Recuerda la Sala que el cuestionamiento de las decisiones judiciales en un Estado Social de Derecho, no puede ser indefinido, porque si ello se permitiera se socavarían principios y valores de rango constitucional como el debido proceso, la certeza jurídica y la confianza legítima. No podía el accionante cuestionar una decisión emitida el 18 de diciembre de 2014 y ejecutoriada el 22 de enero de 2015 por la autoridad judicial accionada, sin pasar por alto estos postulados constitucionales que son de imperativo cumplimiento.

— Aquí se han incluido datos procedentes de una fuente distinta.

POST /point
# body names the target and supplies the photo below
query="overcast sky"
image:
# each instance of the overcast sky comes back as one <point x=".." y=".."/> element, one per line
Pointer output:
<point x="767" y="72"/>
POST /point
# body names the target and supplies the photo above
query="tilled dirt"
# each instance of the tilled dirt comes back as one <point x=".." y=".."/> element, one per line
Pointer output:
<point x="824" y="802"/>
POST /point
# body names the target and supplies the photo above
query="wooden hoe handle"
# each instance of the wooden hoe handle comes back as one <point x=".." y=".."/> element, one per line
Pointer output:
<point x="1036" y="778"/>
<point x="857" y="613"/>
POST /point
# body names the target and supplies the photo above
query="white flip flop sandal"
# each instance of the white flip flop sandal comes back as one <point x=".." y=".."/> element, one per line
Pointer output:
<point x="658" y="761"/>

Ahora bien, y en gracia de discusión, conviene destacar que tal como lo señaló la Sala de Casación Civil, la promotora del amparo tampoco cumplió con el requisito residual y subsidiario de la acción, pues no utilizó los mecanismos de defensa ordinarios para controvertir la decisión aquí censurada, esto es, no interpuso el recurso de reposición en contra de la decisión de 10 de abril de 2015 que declaró la nulidad del proceso, situación que también torna improcedente la queja constitucional.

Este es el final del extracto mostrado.